I’ve finished reading the ARC for the Secret Confessions: Down and Dusty set of short stories from Escape Publishing.  The set is a nice combination of Rural and Erotic Romance. Set in the very small town of Milpinyani Springs, (smaller even than Texas) the eight stories touch on the lives of eight very different women in need of some serious loving. Each one is written by a different Aussi or New Zealand author so there is considerable variety in story and style. They are all pretty warm and some of the language is explicit. I’ve done individual reviews on Goodreads for each of the stories.

Movies I’ve Seen

I took Mother Dearest and No.4 to see The Peanuts Movie this week. I always loved the Peanuts cartoon series as a child so I was interested to see what they did with it. I particularly liked Snoopy in his writing endeavours and his ongoing battle with The Red Baron. The story line basically followed a school year in the life of Charlie Brown and his friends. As an Aussi, this was kind of fascinating. There is also a touch of romance for Charlie Brown.

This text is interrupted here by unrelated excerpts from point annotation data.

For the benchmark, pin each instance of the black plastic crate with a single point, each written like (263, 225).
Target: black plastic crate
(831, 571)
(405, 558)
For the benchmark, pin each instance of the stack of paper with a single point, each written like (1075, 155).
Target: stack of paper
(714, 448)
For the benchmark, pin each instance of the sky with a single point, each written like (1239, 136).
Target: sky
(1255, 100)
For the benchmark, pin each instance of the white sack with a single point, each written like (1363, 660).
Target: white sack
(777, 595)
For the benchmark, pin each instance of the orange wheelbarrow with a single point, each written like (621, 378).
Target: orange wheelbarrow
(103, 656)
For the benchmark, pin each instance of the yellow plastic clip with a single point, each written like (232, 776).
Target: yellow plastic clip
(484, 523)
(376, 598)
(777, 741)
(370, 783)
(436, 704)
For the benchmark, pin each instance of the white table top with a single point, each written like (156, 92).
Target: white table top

A dental trip gave me the opportunity to see a movie with No.7, my fourteen year old daughter. She picked Joy. I was curious to see it because it came highly recommended by movie aficionado and romance writer, Heidi Rice and her equally discerning sons. For a movie that wasn’t an action flick and wasn’t a romance, it kept me interested right to the end. No.7 thought it was pretty good too.

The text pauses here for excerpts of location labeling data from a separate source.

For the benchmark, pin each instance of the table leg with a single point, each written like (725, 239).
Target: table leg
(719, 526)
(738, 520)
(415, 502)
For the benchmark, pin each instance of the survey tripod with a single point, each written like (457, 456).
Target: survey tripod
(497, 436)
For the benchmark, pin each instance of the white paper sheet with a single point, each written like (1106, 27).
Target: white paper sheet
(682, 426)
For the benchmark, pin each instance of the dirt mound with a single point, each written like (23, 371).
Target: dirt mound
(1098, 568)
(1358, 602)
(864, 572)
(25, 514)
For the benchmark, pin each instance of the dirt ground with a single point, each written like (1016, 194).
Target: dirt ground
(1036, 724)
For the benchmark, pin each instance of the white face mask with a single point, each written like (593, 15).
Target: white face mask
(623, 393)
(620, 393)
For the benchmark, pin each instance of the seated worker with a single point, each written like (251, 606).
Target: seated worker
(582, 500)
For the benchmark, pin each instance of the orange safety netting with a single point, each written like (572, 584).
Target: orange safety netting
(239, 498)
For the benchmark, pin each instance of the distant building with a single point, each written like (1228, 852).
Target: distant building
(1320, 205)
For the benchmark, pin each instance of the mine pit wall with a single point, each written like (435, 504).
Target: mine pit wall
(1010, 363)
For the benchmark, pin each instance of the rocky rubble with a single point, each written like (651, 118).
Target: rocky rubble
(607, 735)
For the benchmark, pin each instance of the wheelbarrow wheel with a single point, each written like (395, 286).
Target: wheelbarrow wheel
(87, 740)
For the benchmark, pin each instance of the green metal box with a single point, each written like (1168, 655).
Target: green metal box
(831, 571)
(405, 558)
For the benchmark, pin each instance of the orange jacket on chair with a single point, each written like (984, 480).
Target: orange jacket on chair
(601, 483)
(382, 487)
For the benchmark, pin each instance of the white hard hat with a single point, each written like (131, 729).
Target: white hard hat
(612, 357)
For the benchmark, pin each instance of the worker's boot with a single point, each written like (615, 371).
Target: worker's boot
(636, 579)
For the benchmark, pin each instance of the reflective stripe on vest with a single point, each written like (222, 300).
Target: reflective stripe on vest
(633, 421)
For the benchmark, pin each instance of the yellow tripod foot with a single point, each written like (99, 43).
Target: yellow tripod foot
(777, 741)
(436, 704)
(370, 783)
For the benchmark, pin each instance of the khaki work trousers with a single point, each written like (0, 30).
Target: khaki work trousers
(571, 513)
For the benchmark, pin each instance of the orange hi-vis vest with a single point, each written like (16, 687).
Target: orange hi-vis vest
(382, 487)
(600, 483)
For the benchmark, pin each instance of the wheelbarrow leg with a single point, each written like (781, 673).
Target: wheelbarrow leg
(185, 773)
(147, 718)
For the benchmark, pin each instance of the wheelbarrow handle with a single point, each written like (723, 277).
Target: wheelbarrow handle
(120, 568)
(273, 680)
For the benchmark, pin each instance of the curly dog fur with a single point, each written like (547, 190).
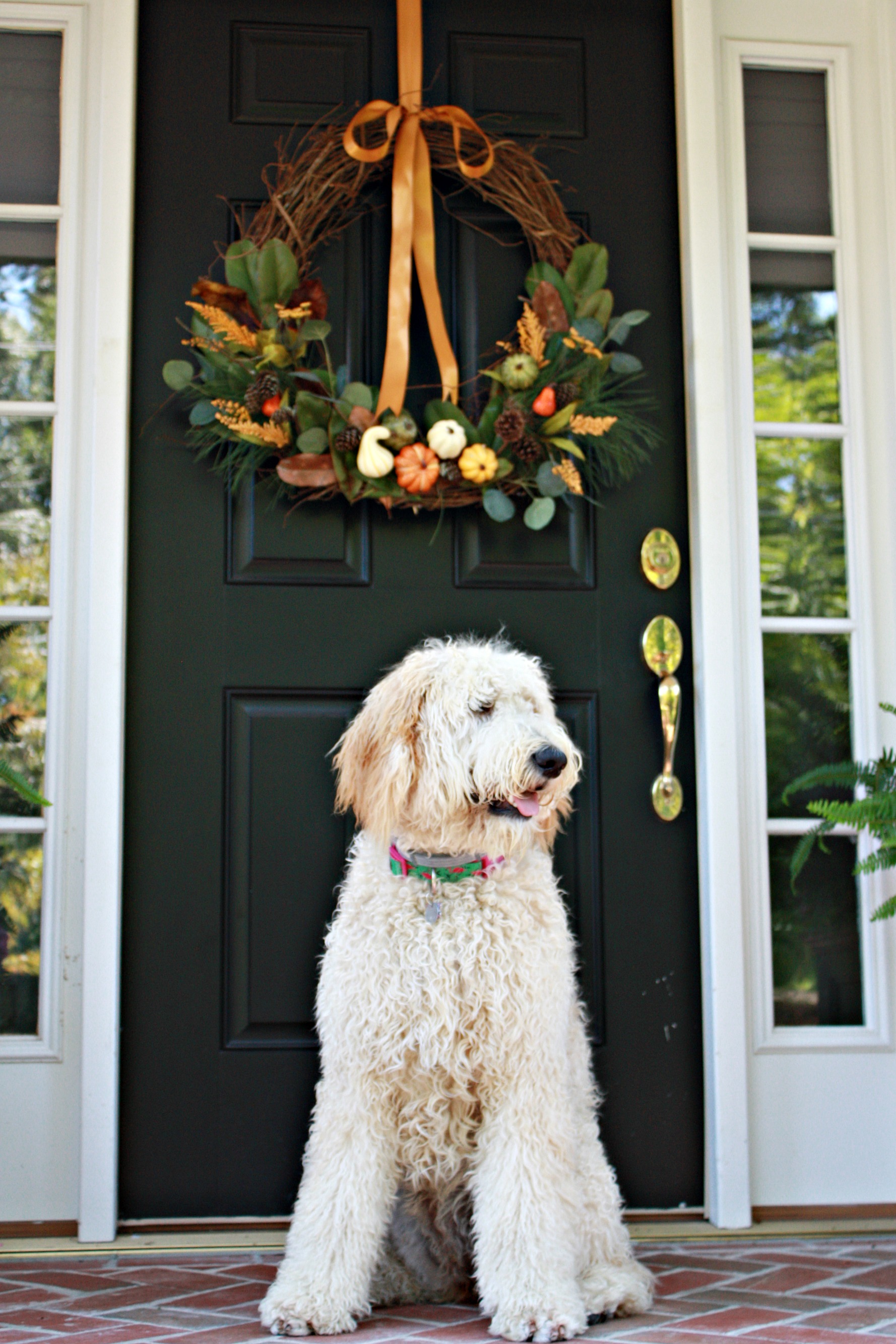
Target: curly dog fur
(455, 1144)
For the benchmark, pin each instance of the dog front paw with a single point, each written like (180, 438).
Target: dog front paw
(540, 1323)
(617, 1289)
(285, 1311)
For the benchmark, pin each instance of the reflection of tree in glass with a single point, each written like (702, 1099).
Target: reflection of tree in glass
(21, 882)
(23, 710)
(794, 341)
(814, 937)
(26, 459)
(27, 331)
(806, 709)
(802, 557)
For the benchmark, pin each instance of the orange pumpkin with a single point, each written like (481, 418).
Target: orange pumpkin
(417, 468)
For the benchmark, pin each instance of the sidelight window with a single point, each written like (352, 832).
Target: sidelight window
(802, 437)
(30, 218)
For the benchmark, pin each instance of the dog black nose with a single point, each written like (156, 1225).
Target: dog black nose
(550, 761)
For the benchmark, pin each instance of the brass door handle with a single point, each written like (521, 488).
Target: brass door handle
(663, 647)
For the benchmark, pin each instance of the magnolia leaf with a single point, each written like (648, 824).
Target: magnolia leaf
(315, 330)
(237, 269)
(588, 271)
(312, 440)
(622, 363)
(539, 514)
(178, 374)
(548, 482)
(358, 394)
(550, 308)
(568, 446)
(203, 413)
(542, 271)
(559, 420)
(499, 506)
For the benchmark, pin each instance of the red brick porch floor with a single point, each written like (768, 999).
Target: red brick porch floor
(825, 1291)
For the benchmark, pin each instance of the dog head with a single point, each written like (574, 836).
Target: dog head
(459, 749)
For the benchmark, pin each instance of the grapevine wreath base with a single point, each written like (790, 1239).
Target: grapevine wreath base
(556, 409)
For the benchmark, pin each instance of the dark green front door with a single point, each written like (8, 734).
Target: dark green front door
(254, 635)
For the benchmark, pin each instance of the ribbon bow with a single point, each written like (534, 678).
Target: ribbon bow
(413, 224)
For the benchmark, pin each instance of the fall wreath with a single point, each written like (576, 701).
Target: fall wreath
(555, 410)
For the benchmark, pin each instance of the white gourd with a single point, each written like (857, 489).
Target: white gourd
(446, 438)
(372, 459)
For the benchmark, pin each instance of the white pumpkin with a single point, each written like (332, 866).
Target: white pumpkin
(446, 438)
(372, 459)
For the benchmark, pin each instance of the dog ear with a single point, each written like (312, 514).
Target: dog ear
(378, 757)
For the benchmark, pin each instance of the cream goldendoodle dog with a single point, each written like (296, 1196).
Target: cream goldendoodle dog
(455, 1139)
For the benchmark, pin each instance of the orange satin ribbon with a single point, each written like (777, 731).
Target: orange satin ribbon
(413, 224)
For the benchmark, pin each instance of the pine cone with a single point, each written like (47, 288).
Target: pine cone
(511, 424)
(530, 450)
(257, 393)
(347, 440)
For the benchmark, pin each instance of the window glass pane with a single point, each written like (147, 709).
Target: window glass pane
(26, 459)
(30, 68)
(786, 140)
(27, 311)
(814, 936)
(802, 557)
(794, 337)
(21, 883)
(23, 709)
(806, 710)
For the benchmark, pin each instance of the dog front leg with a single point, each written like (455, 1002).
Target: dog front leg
(524, 1217)
(344, 1200)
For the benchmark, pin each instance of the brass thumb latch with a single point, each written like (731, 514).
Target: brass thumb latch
(663, 648)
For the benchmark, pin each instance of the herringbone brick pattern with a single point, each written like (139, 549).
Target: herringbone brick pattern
(826, 1291)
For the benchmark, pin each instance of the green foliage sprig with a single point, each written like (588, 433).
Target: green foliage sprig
(875, 812)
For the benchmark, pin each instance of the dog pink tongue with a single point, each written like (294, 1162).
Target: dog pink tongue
(528, 804)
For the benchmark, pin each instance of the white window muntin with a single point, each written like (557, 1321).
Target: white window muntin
(840, 245)
(63, 410)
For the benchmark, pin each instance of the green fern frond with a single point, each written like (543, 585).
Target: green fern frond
(22, 787)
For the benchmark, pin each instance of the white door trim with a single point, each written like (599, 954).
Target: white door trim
(106, 385)
(718, 691)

I also watched Need for Speed on television. It had a no-name cast apart from Michael Keating and was based on a video game but I enjoyed it. Now I want to write a road trip story.

What I’m Writing

I finished my Seasonal romance short which turned into a novella, The Runaway Christmas Elf, on Wattpad. They have a happy ending, but I’m thinking I might do a little epilogue for Ori and Holly when I have some time.

I had my first writing session for the year with local author Dakota Harrison. She’s working on some exciting projects at the moment. I’m finding it very motivating spending the time talking over progress and then getting into the writing. I spent the day getting up to speed on my Sekrit project. It’s a reunion novella with a musician hero and a nurse heroine set mostly in Brisbane. I’m around half way there so hoping to get it finished this month.

I’m still working on #Spymaster, the second in my Spy series begun with my SYTYCW15 entry. It’s nearly a month since I sent #Spymistress off to several publishers and into a competition. I know it’s a bit soon to expect to hear anything, holiday season and all, but I will admit to checking my emails extra carefully.

That’s about it for the moment. Thanks for dropping by.